Die Vorlesungen waren nicht nur gut besucht, sondern der Hörsaal F1 im Fürstenberg-Haus war rappelvoll, wenn Professor Ratzinger seine Vorlesungen hielt. Ich hatte meinen Stammplatz, ziemlich hinten in dem großen Hörsaal. Auf vielen Bänken dieses Raumes, der schon ein bisschen in die Jahre gekommen war, standen eingeritzte Inschriften, die manchmal geistreich, manchmal öbszön, manchmal einfach griffig waren. Bisweilen hatten Studenten früherer Semester ihre Gemütslage in die Klappdeckel der Schreibpulte eingraviert.

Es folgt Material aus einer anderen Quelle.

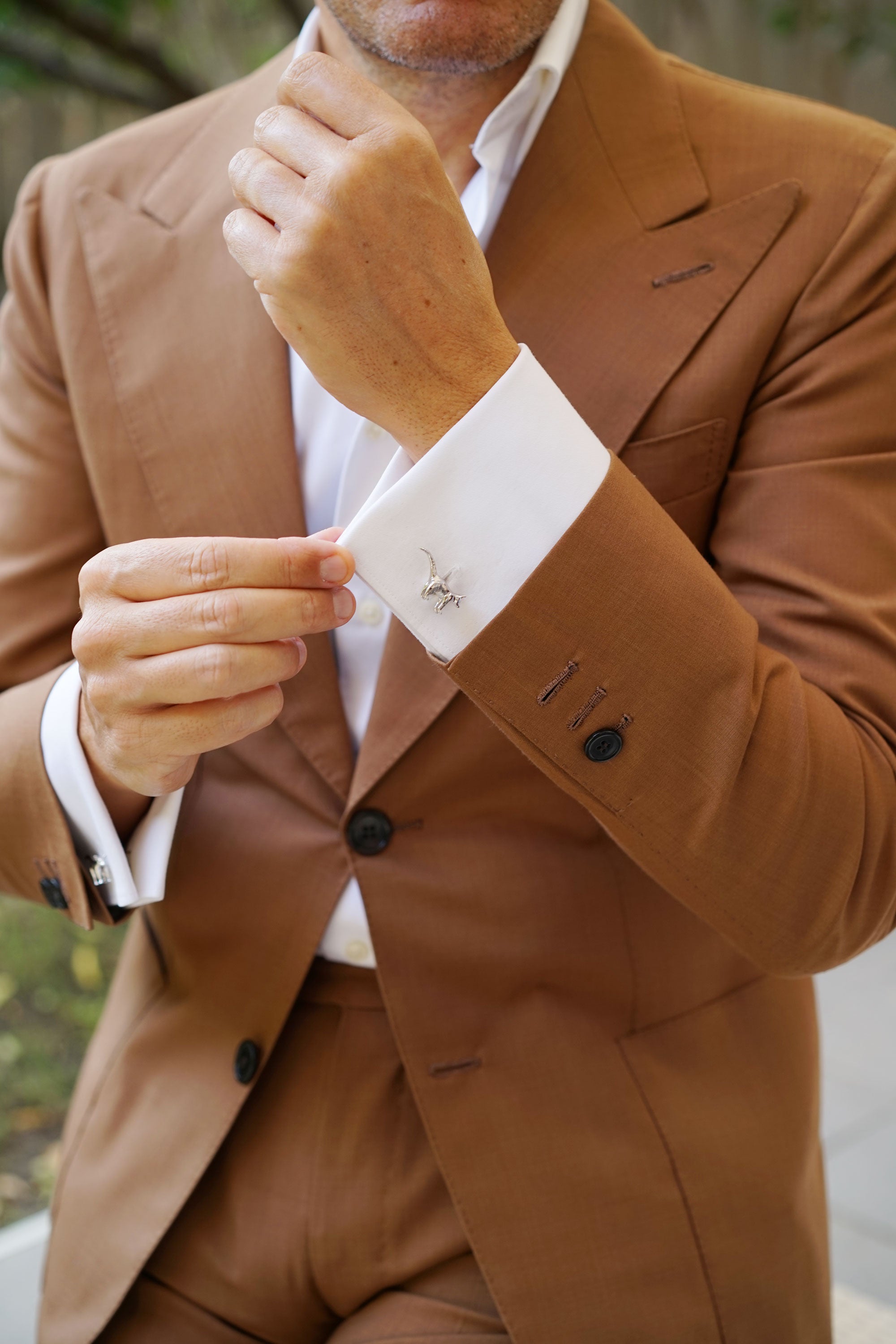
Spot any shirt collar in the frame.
[470,0,588,172]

Auf dem Platz, auf dem ich gewöhnlich saß, stand zu lesen: „O heiliger Sankt Benedikt, ich bin schon wieder eingenickt!“ Ich schwöre, dass ich nicht der Urheber dieses Spruches war; und der Spruch entsprach auch ganz und gar nicht meiner Gemütslage von Ratzinger-Vorlesungen; denn die waren spannend, und sobald der feinsinnige, immer leicht zerbrechlich wirkende Professor an sein Pult trat, das meistens von einem seiner Assistenten erst höhenmäßig mittels einer Kurbel verändert werden musste, und wenn er dann mit seiner ungewöhnlich hohen Stimme seine Vorlesung begann, konnte man eine Stecknadel fallen hören. Ratzinger sprach druckreif, seien Sprache war von einer
Inneren Dynamik; seine häufigen Bezüge zur Bibel waren ungewohnt, gerade für einen Dogmatiker, der es ja eigentlich mehr mit Thomas von Aquin als mit der Heiligen Schrift zu tun hatte.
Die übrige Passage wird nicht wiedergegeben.